The BBC report states that there are around a dozen vaccines in the final stages of testing - known as phase 3 trials - but the Pfizer and BioNtech vaccine is the first to show any results. 
 
Pfizer and BioNTech say they will have enough safety data by the third week of November to take their vaccine to regulators.
 
The precise effectiveness of the vaccine may change when the full results are analysed, according to the BBC report.
 
The chairman of Pfizer, Dr Albert Bourla, is reported as saying:
 
"We are a significant step closer to providing people around the world with a much-needed breakthrough to help bring an end to this global health crisis."
 
Pfizer and BioNtech expect to supply 50 million doses by the end of this year and around 1.3 billion by the end of 2021. The BBC reports that the UK should get 10 million doses by the end of the year, with a further 30 million doses already ordered.
 
Leigh Day partner Gene Matthews, who has a particular expertise in consumer law and clinical trials, said:
 
“Scientists, academics and clinicians have been working tirelessly since the outbreak, to establish effective vaccines and treatments in response to COVID-19. Yesterday’s news of a vaccine brings hope to people across the world.

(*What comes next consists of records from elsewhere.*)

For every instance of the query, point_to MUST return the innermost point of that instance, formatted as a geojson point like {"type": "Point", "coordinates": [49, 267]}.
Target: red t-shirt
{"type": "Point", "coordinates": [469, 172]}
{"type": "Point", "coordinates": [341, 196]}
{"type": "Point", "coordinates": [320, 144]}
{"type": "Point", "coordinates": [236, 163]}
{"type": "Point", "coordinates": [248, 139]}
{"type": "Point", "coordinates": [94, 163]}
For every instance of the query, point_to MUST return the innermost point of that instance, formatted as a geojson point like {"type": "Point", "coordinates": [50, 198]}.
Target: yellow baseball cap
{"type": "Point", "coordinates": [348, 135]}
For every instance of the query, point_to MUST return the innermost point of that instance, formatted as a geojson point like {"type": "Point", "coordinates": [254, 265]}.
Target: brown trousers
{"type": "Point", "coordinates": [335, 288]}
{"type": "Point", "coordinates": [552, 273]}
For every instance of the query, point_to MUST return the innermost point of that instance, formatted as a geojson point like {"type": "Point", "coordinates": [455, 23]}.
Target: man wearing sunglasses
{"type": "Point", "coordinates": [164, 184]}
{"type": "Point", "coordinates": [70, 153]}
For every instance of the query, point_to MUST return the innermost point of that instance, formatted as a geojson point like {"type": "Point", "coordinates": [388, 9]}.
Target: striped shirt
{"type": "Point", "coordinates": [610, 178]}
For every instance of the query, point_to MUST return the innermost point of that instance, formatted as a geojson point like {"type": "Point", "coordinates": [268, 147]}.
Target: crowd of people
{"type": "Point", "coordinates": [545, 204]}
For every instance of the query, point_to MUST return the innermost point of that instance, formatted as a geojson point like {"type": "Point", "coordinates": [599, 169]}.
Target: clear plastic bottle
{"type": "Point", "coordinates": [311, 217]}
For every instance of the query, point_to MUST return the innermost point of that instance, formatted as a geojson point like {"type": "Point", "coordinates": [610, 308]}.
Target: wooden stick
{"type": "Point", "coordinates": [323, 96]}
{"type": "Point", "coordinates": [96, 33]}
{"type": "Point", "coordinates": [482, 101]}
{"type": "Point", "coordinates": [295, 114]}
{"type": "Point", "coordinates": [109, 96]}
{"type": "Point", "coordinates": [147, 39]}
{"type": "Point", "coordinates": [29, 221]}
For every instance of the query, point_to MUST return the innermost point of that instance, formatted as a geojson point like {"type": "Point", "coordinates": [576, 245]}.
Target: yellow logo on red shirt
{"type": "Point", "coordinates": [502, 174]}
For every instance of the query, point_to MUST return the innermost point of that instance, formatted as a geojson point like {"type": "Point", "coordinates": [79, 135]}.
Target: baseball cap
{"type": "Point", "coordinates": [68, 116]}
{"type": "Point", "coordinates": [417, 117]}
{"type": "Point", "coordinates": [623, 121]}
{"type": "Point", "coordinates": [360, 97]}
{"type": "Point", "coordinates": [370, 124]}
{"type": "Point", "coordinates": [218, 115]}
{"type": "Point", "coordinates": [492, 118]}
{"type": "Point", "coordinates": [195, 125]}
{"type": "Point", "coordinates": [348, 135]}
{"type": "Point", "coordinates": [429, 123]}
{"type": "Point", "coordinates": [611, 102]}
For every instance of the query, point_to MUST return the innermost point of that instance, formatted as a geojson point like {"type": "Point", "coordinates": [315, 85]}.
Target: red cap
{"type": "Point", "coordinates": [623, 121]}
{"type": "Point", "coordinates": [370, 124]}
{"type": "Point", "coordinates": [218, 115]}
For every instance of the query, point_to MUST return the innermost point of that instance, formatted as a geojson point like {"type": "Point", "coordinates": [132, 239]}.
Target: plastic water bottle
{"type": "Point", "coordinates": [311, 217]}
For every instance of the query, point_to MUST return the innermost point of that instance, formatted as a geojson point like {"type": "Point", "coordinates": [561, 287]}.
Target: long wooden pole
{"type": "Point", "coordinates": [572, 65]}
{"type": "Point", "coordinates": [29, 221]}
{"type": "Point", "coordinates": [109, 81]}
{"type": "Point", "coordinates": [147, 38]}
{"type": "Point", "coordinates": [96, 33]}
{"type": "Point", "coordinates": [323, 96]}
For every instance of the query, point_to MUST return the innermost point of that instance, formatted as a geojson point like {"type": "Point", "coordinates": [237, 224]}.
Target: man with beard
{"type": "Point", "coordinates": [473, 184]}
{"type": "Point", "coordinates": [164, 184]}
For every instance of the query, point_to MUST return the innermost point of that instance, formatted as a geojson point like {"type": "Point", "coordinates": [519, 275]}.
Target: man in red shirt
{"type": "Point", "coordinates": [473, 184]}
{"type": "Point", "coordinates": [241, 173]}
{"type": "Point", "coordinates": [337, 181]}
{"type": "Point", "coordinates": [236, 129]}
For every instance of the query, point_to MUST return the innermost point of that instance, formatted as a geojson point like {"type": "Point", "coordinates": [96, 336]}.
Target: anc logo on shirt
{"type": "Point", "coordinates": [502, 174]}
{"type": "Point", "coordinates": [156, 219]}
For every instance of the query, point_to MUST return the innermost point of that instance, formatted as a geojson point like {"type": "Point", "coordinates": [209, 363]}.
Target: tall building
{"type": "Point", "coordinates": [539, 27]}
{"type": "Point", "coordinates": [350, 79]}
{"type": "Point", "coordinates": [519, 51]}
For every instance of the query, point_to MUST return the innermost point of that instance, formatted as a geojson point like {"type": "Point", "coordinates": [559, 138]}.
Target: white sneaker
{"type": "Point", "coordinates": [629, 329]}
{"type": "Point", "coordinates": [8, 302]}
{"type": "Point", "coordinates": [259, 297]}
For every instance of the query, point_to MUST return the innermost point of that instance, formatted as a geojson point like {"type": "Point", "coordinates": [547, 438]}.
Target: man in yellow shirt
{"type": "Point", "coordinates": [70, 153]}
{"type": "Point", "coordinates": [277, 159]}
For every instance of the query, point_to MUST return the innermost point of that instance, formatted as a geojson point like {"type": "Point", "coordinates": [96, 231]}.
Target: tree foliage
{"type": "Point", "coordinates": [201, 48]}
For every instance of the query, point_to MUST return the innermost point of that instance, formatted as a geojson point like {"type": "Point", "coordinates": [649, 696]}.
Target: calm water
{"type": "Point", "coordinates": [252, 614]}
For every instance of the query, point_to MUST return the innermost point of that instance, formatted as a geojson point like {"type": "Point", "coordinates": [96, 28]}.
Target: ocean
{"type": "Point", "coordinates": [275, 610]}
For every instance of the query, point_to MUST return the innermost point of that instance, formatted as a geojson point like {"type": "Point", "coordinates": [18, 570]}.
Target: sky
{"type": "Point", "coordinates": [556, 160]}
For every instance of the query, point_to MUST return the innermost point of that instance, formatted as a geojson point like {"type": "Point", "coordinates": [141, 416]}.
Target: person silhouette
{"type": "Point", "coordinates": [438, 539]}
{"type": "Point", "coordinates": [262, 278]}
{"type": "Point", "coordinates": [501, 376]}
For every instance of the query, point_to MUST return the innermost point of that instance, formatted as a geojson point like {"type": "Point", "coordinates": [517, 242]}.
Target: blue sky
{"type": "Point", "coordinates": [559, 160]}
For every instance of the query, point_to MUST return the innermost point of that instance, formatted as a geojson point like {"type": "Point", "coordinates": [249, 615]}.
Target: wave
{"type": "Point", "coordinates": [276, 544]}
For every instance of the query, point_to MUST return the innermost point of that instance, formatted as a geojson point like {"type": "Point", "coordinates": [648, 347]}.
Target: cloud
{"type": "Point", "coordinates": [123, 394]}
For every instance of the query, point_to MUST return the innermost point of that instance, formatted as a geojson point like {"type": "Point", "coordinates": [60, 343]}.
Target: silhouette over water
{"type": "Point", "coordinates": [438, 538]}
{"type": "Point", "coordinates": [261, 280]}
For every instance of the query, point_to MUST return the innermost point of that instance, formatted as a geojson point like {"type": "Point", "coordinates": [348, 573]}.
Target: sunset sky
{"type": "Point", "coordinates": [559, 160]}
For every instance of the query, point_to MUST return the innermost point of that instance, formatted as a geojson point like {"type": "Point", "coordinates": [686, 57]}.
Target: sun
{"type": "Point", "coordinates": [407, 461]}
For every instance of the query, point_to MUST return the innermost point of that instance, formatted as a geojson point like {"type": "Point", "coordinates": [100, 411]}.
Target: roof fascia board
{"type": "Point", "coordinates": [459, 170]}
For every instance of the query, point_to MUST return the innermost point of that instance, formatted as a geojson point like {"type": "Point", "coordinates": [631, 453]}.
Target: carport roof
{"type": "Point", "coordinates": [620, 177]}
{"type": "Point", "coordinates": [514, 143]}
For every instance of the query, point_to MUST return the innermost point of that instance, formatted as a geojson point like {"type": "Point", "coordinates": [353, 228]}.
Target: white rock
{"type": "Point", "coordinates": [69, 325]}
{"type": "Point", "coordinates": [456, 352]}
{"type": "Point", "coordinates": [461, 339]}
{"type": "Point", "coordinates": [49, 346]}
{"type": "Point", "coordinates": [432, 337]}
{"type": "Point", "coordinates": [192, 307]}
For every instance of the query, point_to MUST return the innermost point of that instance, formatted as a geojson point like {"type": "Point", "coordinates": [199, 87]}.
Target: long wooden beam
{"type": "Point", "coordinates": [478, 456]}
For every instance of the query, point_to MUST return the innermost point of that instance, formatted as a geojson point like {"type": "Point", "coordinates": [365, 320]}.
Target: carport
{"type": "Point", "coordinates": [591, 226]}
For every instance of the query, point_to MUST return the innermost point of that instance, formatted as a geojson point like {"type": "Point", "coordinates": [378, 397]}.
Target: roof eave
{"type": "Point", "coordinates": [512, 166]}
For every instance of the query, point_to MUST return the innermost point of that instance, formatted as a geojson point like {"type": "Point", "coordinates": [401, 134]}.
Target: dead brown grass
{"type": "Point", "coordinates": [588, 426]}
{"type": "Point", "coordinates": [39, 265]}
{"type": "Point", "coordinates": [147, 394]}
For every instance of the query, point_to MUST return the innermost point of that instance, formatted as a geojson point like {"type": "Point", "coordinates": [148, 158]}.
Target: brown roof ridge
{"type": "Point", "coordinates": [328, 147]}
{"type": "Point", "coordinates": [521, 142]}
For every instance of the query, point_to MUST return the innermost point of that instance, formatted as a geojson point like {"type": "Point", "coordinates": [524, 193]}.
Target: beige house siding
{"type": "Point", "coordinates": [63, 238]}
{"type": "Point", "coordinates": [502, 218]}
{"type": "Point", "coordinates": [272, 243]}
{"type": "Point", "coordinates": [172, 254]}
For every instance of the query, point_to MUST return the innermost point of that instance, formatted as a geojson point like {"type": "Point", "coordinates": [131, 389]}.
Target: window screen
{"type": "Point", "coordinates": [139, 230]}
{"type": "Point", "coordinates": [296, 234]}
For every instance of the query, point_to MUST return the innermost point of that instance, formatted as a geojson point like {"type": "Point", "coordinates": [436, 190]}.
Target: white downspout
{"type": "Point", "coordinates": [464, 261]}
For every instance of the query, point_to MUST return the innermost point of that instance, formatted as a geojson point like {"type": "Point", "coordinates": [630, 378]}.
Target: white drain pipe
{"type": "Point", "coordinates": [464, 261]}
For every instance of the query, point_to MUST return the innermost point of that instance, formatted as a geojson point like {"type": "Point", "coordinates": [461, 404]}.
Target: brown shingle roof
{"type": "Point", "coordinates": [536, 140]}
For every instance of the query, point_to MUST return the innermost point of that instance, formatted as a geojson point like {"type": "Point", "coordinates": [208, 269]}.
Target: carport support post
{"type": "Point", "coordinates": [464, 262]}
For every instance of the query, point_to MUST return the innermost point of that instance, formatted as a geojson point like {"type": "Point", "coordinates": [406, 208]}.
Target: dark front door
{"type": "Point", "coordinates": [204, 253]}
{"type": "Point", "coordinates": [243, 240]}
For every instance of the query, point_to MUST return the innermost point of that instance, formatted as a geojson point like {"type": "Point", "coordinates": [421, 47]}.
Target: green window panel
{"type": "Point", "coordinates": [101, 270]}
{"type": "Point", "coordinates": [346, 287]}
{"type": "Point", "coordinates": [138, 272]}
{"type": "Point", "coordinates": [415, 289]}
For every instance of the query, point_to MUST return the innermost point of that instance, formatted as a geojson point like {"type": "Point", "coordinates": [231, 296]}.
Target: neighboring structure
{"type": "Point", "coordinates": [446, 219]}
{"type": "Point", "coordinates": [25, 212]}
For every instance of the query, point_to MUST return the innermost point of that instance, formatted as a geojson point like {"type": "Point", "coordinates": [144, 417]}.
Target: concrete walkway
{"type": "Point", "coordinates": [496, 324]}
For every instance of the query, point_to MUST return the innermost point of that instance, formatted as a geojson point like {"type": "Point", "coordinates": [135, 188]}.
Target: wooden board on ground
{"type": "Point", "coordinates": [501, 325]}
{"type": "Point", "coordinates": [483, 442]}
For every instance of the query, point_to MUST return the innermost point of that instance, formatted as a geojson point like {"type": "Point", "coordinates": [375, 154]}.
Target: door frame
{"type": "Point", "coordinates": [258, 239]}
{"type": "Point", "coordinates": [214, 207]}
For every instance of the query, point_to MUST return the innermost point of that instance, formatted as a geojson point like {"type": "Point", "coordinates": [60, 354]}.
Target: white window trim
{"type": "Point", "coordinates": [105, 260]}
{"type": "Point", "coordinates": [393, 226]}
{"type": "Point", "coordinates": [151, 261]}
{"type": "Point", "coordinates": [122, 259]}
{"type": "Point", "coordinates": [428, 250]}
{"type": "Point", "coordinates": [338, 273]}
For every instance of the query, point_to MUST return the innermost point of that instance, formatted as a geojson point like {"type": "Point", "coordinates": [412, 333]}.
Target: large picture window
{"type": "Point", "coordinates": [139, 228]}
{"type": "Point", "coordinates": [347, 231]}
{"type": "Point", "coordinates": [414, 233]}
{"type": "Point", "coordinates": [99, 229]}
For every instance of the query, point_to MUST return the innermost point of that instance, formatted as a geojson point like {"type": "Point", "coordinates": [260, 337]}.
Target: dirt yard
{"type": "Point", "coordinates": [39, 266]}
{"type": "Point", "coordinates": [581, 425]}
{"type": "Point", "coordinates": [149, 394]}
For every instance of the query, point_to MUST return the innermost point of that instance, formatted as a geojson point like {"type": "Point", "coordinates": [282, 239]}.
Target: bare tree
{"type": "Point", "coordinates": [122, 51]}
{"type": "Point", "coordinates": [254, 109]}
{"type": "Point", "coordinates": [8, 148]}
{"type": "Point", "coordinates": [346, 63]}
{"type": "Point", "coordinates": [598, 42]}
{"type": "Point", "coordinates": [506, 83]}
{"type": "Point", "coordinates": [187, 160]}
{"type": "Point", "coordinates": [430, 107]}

For a vaccine to be produced in such a short space of time is a massive step forward for us all and we congratulate those who have worked so hard to achieve it. We look forward to hearing more about the vaccine in the next few weeks, including the patient safety data. A clear understanding as to the safety of any vaccine is likely to be key to public engagement, it will enable any genuine safety concerns to be properly addressed (and any misinformation can be thoroughly refuted).”